For a player branded “polarizing” for his long rap sheet of indiscretions, Kyrgios has been a galvanizing force in raising funds and awareness as Australia comes to terms with the unprecedented devastation left by the fires.
The 24-year-old has raised thousands off his own racquet after pledging A$200 ($137) for every ace he bashes down in the home summer but it his efforts away from the court that have caught they eye.
His appeals on a social media platform boasting over 1.6 million followers have inspired a bigger wave of generosity, nudging celebrities and top athletes from other sports to open their wallets.
Hearts have also been opened toward Kyrgios, who drew warm applause from the terraces last Wednesday during the “Rally4Relief” charity event at Rod Laver Arena where he broke down in tears when speaking of the toll of the bushfires.
Kyrgios has long had an army of social media detractors poised to take issue with every misstep but he has never had trouble attracting a crowd at Melbourne Park or indeed any tennis event he cares to sign up for.
“Every time I play here, I’m well-supported,” Kyrgios told reporters on Saturday.
“All my practices are pretty full.
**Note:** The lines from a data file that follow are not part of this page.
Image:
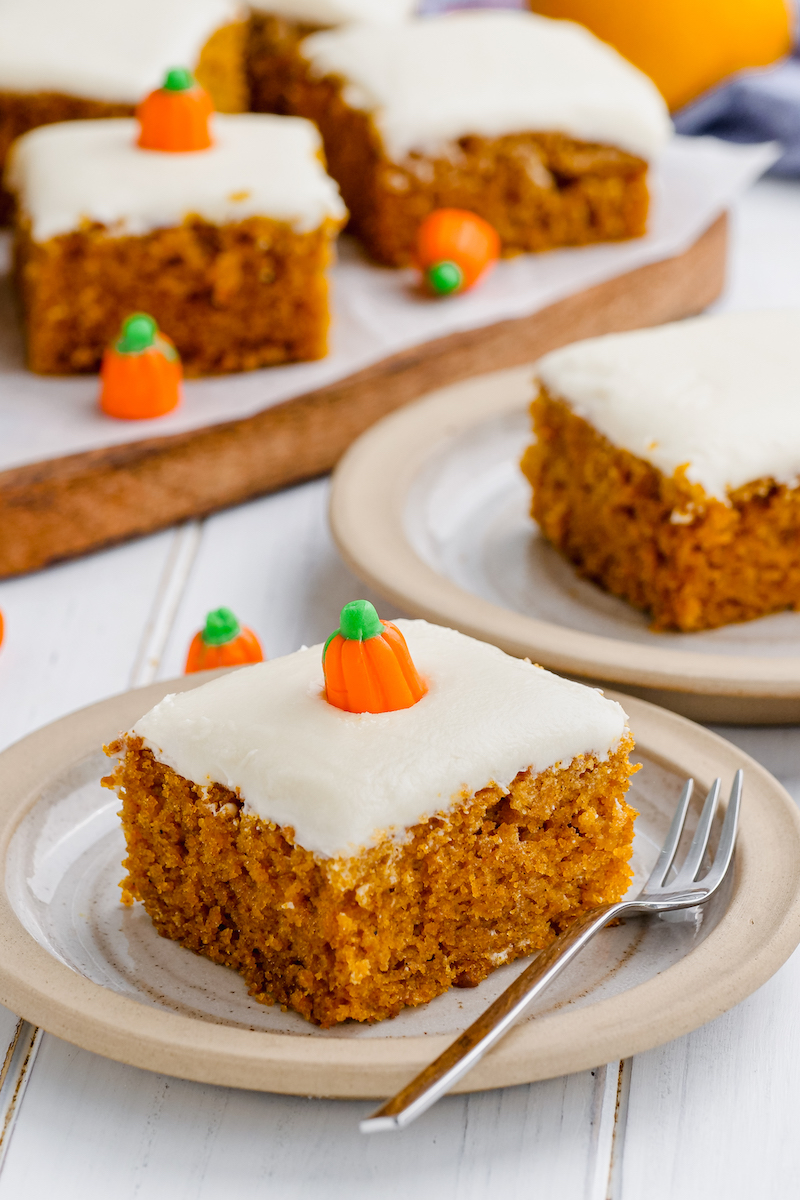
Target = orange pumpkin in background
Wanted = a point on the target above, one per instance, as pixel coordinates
(685, 46)
(175, 117)
(222, 642)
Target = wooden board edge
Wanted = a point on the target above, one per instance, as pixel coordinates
(72, 505)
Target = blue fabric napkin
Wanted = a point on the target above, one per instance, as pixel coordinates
(753, 106)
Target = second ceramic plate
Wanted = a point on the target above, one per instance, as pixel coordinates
(431, 509)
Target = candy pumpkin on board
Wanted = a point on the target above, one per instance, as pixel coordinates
(685, 46)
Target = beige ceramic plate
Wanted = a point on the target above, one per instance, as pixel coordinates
(431, 508)
(73, 960)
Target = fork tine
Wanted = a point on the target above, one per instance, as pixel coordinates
(693, 861)
(727, 837)
(661, 870)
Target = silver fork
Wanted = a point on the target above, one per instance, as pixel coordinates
(685, 891)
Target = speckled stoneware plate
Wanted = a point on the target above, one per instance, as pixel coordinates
(76, 961)
(431, 509)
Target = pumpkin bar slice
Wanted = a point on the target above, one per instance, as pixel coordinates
(62, 61)
(533, 124)
(227, 247)
(277, 28)
(349, 863)
(667, 465)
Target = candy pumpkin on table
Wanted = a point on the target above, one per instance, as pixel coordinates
(455, 249)
(367, 664)
(140, 375)
(222, 642)
(685, 46)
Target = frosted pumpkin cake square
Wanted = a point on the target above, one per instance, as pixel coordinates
(534, 125)
(358, 834)
(227, 245)
(86, 59)
(666, 466)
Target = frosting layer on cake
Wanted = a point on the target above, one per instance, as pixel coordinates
(92, 171)
(103, 49)
(337, 12)
(720, 395)
(342, 780)
(433, 79)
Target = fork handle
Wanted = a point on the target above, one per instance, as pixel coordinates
(458, 1059)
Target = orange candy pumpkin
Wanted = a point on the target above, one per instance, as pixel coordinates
(367, 664)
(222, 642)
(140, 375)
(175, 118)
(455, 249)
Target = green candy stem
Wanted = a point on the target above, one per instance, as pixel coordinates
(179, 79)
(138, 334)
(358, 623)
(445, 277)
(221, 627)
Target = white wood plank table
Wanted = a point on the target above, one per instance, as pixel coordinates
(713, 1115)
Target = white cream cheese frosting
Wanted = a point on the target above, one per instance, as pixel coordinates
(92, 171)
(720, 394)
(342, 780)
(337, 12)
(433, 79)
(103, 49)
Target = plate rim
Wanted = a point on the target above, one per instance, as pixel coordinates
(367, 508)
(764, 912)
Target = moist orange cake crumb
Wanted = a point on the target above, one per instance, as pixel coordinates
(360, 939)
(398, 153)
(42, 90)
(332, 923)
(665, 467)
(226, 246)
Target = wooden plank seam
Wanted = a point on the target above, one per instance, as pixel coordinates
(614, 1187)
(14, 1075)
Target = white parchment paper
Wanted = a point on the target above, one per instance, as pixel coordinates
(377, 312)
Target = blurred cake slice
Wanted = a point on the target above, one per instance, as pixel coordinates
(277, 28)
(533, 124)
(226, 247)
(667, 466)
(64, 60)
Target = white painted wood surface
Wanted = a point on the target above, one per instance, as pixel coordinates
(713, 1115)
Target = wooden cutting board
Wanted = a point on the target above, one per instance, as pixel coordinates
(66, 507)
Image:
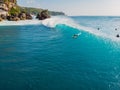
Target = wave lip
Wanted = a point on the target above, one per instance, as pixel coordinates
(56, 20)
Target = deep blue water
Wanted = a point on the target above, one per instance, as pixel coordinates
(36, 57)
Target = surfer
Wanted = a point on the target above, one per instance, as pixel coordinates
(117, 35)
(98, 28)
(76, 35)
(116, 29)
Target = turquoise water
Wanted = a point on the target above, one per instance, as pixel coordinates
(36, 57)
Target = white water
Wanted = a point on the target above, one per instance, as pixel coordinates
(52, 22)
I think people are excited to see me.
“I guess with everything going on, the other stuff outside tennis, maybe that’s more what they support rather than my tennis itself,” he added of his fundraising efforts.
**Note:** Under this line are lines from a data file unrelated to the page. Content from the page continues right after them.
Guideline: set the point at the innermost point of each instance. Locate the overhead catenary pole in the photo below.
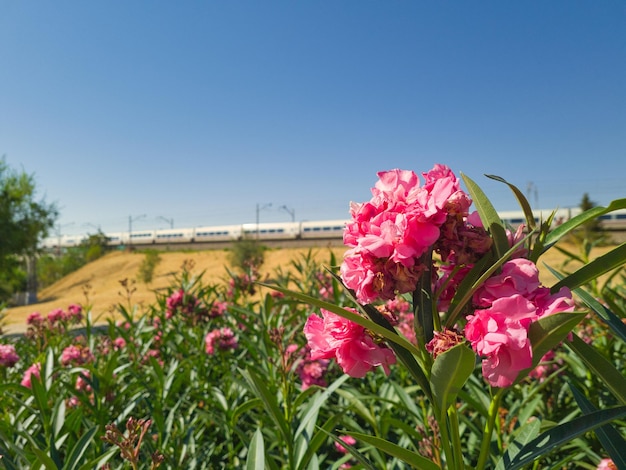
(130, 226)
(259, 208)
(169, 221)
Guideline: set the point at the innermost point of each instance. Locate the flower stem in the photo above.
(489, 426)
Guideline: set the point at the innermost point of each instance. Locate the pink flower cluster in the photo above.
(401, 222)
(35, 370)
(507, 305)
(311, 371)
(349, 343)
(224, 339)
(8, 355)
(76, 355)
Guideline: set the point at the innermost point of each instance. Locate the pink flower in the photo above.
(34, 319)
(76, 355)
(82, 381)
(518, 276)
(500, 333)
(218, 309)
(332, 336)
(389, 234)
(607, 464)
(8, 355)
(35, 370)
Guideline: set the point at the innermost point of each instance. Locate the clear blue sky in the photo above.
(198, 111)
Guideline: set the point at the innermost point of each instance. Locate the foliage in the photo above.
(147, 266)
(247, 255)
(24, 222)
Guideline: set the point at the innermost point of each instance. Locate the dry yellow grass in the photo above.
(100, 280)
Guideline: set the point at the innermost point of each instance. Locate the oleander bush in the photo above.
(337, 366)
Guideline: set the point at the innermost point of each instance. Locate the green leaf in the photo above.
(523, 202)
(615, 258)
(601, 367)
(546, 333)
(489, 216)
(310, 413)
(390, 335)
(257, 384)
(414, 459)
(611, 440)
(450, 371)
(522, 437)
(608, 317)
(465, 291)
(256, 452)
(576, 221)
(423, 302)
(564, 433)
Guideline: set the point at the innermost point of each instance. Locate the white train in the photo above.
(310, 230)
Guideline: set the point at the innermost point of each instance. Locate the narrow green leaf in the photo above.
(608, 317)
(256, 452)
(414, 459)
(601, 367)
(257, 384)
(77, 452)
(450, 371)
(522, 437)
(615, 258)
(316, 403)
(576, 221)
(423, 302)
(546, 333)
(611, 440)
(564, 433)
(489, 216)
(463, 296)
(523, 202)
(318, 440)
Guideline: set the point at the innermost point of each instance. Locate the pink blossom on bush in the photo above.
(76, 355)
(332, 336)
(607, 464)
(34, 319)
(518, 276)
(82, 381)
(8, 355)
(222, 339)
(218, 309)
(35, 370)
(500, 333)
(389, 234)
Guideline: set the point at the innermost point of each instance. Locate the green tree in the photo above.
(24, 222)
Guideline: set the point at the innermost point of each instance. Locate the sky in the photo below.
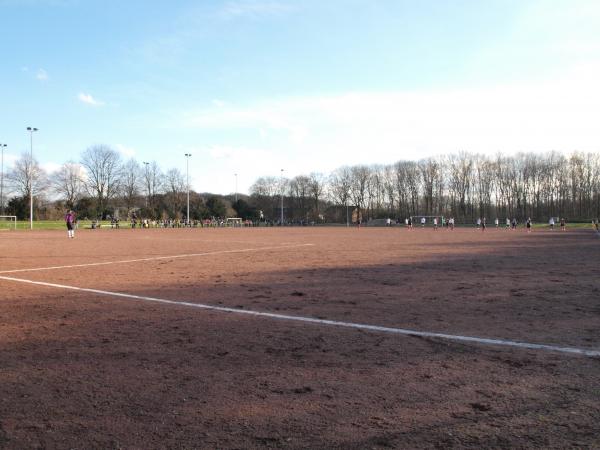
(250, 87)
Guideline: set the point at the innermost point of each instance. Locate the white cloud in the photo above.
(127, 152)
(321, 133)
(89, 100)
(50, 167)
(254, 8)
(41, 75)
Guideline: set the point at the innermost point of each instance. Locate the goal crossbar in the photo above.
(12, 219)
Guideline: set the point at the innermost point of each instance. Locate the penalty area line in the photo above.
(359, 326)
(156, 258)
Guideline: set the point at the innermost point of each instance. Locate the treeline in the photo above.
(462, 185)
(102, 185)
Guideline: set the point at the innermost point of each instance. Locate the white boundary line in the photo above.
(155, 258)
(360, 326)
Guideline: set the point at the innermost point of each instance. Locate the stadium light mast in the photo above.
(187, 172)
(281, 197)
(347, 214)
(146, 163)
(31, 131)
(2, 147)
(235, 187)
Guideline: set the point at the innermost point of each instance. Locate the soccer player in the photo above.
(70, 220)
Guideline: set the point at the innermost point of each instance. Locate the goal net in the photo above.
(428, 221)
(8, 222)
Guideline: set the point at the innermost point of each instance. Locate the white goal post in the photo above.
(7, 222)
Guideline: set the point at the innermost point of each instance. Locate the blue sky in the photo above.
(253, 86)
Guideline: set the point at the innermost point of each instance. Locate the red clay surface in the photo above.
(84, 370)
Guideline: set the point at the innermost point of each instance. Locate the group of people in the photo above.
(481, 223)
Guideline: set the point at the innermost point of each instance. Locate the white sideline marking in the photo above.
(360, 326)
(155, 258)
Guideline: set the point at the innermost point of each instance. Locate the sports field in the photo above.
(371, 338)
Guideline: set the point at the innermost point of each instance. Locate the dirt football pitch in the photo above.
(142, 339)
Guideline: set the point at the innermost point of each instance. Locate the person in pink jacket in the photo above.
(70, 221)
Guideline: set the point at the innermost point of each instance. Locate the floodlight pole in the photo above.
(347, 214)
(2, 147)
(235, 187)
(187, 171)
(31, 131)
(281, 197)
(146, 163)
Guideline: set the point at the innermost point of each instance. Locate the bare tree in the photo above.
(131, 182)
(103, 174)
(175, 186)
(27, 176)
(316, 190)
(339, 188)
(68, 183)
(359, 187)
(152, 184)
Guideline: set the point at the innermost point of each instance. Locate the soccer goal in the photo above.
(233, 222)
(8, 222)
(428, 221)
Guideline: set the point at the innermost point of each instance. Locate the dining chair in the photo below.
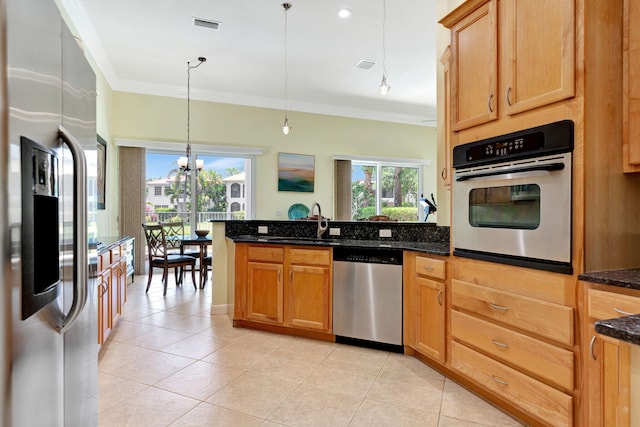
(207, 265)
(174, 230)
(160, 256)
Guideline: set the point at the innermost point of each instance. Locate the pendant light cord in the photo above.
(384, 48)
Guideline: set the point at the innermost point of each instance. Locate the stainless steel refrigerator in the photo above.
(47, 303)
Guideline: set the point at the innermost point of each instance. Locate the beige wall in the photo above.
(162, 119)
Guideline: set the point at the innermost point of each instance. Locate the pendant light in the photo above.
(384, 87)
(285, 127)
(185, 163)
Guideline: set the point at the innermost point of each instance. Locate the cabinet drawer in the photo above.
(266, 253)
(310, 256)
(430, 267)
(608, 305)
(549, 320)
(546, 361)
(539, 400)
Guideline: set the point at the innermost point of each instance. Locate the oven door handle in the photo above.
(547, 167)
“Everything I’m doing is just because I care.”
Public support for Kyrgios is arguably at its strongest since 2014 when as a 19-year-old he beat Rafa Nadal at Wimbledon during an exhilarating run to the quarter-finals.
He reached the Australian Open quarters the following year but has not been seen in the last eight at a Grand Slam since.
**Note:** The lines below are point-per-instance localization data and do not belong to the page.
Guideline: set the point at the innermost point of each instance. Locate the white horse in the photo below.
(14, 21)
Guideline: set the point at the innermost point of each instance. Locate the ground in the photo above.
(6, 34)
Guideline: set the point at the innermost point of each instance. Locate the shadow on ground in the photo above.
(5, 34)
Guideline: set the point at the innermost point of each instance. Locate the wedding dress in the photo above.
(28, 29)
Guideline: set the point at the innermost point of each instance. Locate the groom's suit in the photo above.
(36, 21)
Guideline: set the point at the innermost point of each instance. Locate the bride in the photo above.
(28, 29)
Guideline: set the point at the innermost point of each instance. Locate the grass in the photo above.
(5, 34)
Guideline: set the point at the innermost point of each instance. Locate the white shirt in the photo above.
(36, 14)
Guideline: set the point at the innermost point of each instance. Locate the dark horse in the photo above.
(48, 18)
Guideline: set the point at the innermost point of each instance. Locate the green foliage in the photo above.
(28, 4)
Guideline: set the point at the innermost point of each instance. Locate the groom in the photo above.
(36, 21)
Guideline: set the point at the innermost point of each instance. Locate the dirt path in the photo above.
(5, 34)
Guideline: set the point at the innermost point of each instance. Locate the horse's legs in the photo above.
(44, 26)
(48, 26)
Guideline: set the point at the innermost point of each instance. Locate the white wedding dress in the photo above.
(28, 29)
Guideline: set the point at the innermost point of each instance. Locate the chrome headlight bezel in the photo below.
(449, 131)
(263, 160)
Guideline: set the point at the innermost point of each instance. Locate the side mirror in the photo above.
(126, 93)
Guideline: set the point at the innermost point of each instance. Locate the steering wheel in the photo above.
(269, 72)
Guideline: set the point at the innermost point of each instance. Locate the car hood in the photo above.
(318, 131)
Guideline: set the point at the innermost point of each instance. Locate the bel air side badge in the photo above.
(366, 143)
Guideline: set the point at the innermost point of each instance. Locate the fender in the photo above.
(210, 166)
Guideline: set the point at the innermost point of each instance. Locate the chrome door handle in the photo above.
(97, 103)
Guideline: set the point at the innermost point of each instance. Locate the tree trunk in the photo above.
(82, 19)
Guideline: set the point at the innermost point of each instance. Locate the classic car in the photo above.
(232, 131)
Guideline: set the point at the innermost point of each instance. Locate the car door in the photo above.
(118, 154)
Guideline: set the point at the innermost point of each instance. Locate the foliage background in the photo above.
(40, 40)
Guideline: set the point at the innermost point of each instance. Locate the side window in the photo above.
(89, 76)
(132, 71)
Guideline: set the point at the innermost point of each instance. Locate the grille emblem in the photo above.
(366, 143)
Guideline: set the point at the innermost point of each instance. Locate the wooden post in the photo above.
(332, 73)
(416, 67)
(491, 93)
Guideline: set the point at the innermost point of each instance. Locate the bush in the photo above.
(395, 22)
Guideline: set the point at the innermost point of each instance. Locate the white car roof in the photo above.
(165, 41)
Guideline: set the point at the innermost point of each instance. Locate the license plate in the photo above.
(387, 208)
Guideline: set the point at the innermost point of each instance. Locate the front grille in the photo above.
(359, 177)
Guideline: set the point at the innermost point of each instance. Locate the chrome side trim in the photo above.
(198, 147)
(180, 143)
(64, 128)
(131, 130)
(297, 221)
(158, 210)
The ensuing five years have had their moments, with six titles and some brilliant wins over the ‘Big Three’ of Nadal, Novak Djokovic and Roger Federer.
Beating the elite in the best-of-five sets remains a final frontier which many suspect Kyrgios will never achieve due to his aversion to hard training and the constraints that would be placed on him by a full-time coach.
“I think there’s a lot of young guys that are right now, no offence, just better than him,” world number seven Alex Zverev said of Kyrgios recently.
“It is not a three-set match where you can win in an hour-and-20 and get off the court. To beat the best, you have to play at your best for a longer period of time.”
Kyrgios, seeded 23rd, will open his campaign against Italy’s Lorenzo Sonego on Tuesday, a player he beat in their one previous clash on the Cincinnati hardcourt last year.
The A$200 pledged for every ace he strikes in Melbourne will be deservedly cheered but respect in the locker room may prove harder to come by if he makes another early exit from his home Grand Slam.